アリカ様が捕まった。理由はオスティアを危険に晒したからだと。そんなの子どもの僕にもわかる。これは陰謀だと。
けど世間はアリカ様が首謀者と認められている。信じてないのはオスティア出身の人達だけ。僕は紅き翼が颯爽とアリカ様を救出するのだと思っていた。
けど…ナギさん達は何もしない。ただただ紛争地帯に行って負傷者を救うばかり。なんで?どうして?どうしてアリカ様を助けないのですか!
僕はナギさんに問い激昂した。だけど返ってきた回答は言葉を濁すばかり。僕はいたたまれなくなり1人になりたくて皆さんと離れた。
もうあの人達にはたよれない。こうなったら…僕が!

「どこへ行く気だ?」

そこにリョウさんが声を掛けてきた。リョウさん…アナタもアナタです!どうして…!?

「アリカを救出にか」

「そうです!アナタ達が何もしないから僕が!」

「やめろ。
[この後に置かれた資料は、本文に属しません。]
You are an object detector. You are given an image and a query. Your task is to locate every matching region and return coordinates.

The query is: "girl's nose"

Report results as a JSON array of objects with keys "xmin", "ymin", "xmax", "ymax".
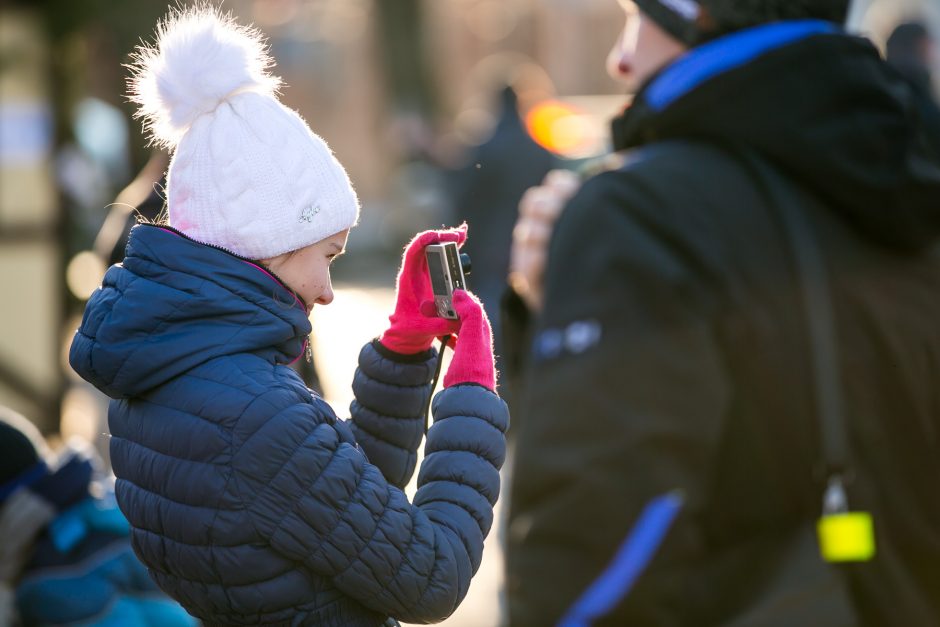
[{"xmin": 316, "ymin": 281, "xmax": 333, "ymax": 305}]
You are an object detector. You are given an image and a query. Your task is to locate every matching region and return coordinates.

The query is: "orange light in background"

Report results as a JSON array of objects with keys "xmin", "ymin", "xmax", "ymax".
[{"xmin": 525, "ymin": 100, "xmax": 590, "ymax": 157}]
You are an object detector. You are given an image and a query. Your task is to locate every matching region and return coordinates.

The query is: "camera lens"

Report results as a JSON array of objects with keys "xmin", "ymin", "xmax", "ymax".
[{"xmin": 460, "ymin": 253, "xmax": 473, "ymax": 274}]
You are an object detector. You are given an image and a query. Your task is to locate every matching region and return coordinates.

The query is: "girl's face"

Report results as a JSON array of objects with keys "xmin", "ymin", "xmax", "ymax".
[
  {"xmin": 261, "ymin": 229, "xmax": 349, "ymax": 314},
  {"xmin": 607, "ymin": 0, "xmax": 688, "ymax": 92}
]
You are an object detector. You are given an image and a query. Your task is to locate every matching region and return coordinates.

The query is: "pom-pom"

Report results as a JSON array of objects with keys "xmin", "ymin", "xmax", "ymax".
[{"xmin": 129, "ymin": 5, "xmax": 281, "ymax": 148}]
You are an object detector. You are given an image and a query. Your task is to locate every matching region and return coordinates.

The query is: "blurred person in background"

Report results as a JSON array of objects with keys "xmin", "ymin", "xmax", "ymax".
[
  {"xmin": 450, "ymin": 85, "xmax": 560, "ymax": 402},
  {"xmin": 0, "ymin": 406, "xmax": 196, "ymax": 627},
  {"xmin": 507, "ymin": 0, "xmax": 940, "ymax": 626},
  {"xmin": 885, "ymin": 22, "xmax": 940, "ymax": 154},
  {"xmin": 69, "ymin": 5, "xmax": 509, "ymax": 625}
]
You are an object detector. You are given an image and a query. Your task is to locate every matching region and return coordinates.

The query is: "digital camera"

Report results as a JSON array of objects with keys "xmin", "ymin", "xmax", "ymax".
[{"xmin": 424, "ymin": 242, "xmax": 470, "ymax": 320}]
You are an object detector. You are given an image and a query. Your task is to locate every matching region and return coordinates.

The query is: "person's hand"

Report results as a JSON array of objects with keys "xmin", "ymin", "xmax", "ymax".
[
  {"xmin": 379, "ymin": 224, "xmax": 467, "ymax": 354},
  {"xmin": 509, "ymin": 170, "xmax": 581, "ymax": 311},
  {"xmin": 444, "ymin": 290, "xmax": 496, "ymax": 390}
]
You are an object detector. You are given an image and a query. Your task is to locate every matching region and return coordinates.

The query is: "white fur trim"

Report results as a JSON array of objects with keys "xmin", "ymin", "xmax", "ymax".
[{"xmin": 659, "ymin": 0, "xmax": 702, "ymax": 22}]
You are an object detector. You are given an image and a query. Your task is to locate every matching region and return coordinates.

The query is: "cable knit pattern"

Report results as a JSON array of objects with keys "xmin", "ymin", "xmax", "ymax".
[{"xmin": 70, "ymin": 226, "xmax": 508, "ymax": 625}]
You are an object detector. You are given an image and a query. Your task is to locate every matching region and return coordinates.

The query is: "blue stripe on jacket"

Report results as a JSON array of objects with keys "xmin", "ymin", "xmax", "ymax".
[
  {"xmin": 644, "ymin": 20, "xmax": 841, "ymax": 111},
  {"xmin": 558, "ymin": 492, "xmax": 682, "ymax": 627}
]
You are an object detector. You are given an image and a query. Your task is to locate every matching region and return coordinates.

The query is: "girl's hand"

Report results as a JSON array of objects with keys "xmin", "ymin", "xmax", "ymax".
[{"xmin": 379, "ymin": 224, "xmax": 467, "ymax": 354}]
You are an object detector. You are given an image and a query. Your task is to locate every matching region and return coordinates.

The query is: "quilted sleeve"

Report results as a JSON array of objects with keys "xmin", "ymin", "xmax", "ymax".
[
  {"xmin": 349, "ymin": 341, "xmax": 437, "ymax": 488},
  {"xmin": 235, "ymin": 385, "xmax": 509, "ymax": 623}
]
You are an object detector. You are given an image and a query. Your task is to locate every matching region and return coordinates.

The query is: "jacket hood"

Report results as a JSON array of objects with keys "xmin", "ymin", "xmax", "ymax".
[
  {"xmin": 613, "ymin": 20, "xmax": 940, "ymax": 250},
  {"xmin": 69, "ymin": 224, "xmax": 310, "ymax": 398}
]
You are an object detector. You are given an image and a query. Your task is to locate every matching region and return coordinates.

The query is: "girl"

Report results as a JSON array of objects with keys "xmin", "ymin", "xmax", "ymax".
[{"xmin": 70, "ymin": 8, "xmax": 509, "ymax": 625}]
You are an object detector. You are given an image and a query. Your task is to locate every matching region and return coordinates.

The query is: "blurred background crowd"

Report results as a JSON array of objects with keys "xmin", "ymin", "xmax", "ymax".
[{"xmin": 0, "ymin": 0, "xmax": 940, "ymax": 624}]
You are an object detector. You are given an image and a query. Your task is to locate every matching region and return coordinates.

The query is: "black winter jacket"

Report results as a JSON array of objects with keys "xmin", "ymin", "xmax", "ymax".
[{"xmin": 508, "ymin": 22, "xmax": 940, "ymax": 626}]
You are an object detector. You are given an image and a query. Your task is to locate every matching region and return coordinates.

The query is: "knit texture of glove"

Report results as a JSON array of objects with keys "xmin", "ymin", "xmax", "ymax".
[
  {"xmin": 444, "ymin": 290, "xmax": 496, "ymax": 390},
  {"xmin": 379, "ymin": 224, "xmax": 467, "ymax": 355}
]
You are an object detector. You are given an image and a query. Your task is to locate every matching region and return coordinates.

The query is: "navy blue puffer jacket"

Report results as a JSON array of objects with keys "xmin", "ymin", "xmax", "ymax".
[{"xmin": 70, "ymin": 225, "xmax": 508, "ymax": 625}]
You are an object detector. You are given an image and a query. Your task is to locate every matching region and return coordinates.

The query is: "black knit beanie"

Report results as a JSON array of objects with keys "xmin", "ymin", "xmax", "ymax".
[{"xmin": 634, "ymin": 0, "xmax": 850, "ymax": 46}]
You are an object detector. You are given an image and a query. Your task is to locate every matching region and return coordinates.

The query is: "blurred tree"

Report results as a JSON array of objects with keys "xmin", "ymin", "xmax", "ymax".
[{"xmin": 375, "ymin": 0, "xmax": 437, "ymax": 119}]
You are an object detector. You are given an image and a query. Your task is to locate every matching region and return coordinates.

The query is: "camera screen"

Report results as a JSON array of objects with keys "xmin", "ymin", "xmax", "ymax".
[{"xmin": 427, "ymin": 253, "xmax": 447, "ymax": 296}]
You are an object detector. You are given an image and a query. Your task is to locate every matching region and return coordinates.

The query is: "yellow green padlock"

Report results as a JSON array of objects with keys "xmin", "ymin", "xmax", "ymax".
[{"xmin": 816, "ymin": 476, "xmax": 875, "ymax": 562}]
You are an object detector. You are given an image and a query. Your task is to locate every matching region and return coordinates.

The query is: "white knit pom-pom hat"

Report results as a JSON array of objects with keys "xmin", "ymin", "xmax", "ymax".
[{"xmin": 129, "ymin": 5, "xmax": 359, "ymax": 259}]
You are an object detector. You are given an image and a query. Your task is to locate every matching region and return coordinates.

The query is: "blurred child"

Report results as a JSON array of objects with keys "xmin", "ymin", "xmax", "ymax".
[{"xmin": 0, "ymin": 407, "xmax": 196, "ymax": 627}]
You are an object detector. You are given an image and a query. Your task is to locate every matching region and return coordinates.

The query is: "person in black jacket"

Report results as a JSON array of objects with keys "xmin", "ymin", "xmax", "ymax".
[
  {"xmin": 507, "ymin": 0, "xmax": 940, "ymax": 625},
  {"xmin": 885, "ymin": 22, "xmax": 940, "ymax": 159}
]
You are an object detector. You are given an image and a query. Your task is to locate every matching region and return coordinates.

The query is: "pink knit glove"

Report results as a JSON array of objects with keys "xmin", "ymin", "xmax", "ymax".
[
  {"xmin": 444, "ymin": 290, "xmax": 496, "ymax": 390},
  {"xmin": 379, "ymin": 224, "xmax": 467, "ymax": 355}
]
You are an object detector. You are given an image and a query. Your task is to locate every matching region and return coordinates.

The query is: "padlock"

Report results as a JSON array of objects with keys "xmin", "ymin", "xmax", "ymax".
[{"xmin": 816, "ymin": 476, "xmax": 875, "ymax": 562}]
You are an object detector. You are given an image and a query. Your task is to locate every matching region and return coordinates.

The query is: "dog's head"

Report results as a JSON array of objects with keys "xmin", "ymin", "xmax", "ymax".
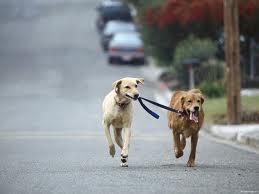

お前だけでは無理だ。よしんば救出できてもそれはアリカの立場どころかお前自身も悪くなるぞ」

そんなの関係ないです!アリカ様を助けるためなら!

「話を聞いてたか?お前はアリカを苦しめたいのか?」

「え?」

「いいか?今、アリカは罪人だ。なにより現状は悪い。救出したら、俺達の立場が悪くなるのはまだ構わない。だが…それと同時にオスティアの住人達に危険が及ぶ。そうなったらアリカの立場は悪くなり、最悪誰からも敵対される。さらに言えばアリカの心が壊れてしまう」

そ、そんな…じゃあ…これから救出に行ったら…アリカ様を傷つけることになるのですか?それじゃあ…どうすれば?あ…

「気付いたか。そ、俺達は何もしてないわけじゃない。ただ時を伺ってるのさ。それまでいろいろとしてるわけさ」

「そ、そうだったのですか…すみません。僕の短絡的思考のせいで」

「気にすんな。それも一時的かもしれねえが一番最適な手段だ。クルト、お前は聡明だ。これからお前はどうしたいか決めな」

「はい!」



アリカSIDE



これでいい。これでいいんだ。今日は私の処刑の日。皆が私に罵倒を浴びせてくる。私は気にしない。私の命で全てが収まるのなら。
私は上層部から罪人にされた。私の落ち度だ。繋がってることは知ってても不思議ではなかったのに。ナギがなんか言ってきてたが撥ね除けた。
私は牢に捕らえられて最低限の食事しかされてない。けど食べない。私なんかに食事など不要。そんな時だ。まさか私の前にリョウが現れたのは。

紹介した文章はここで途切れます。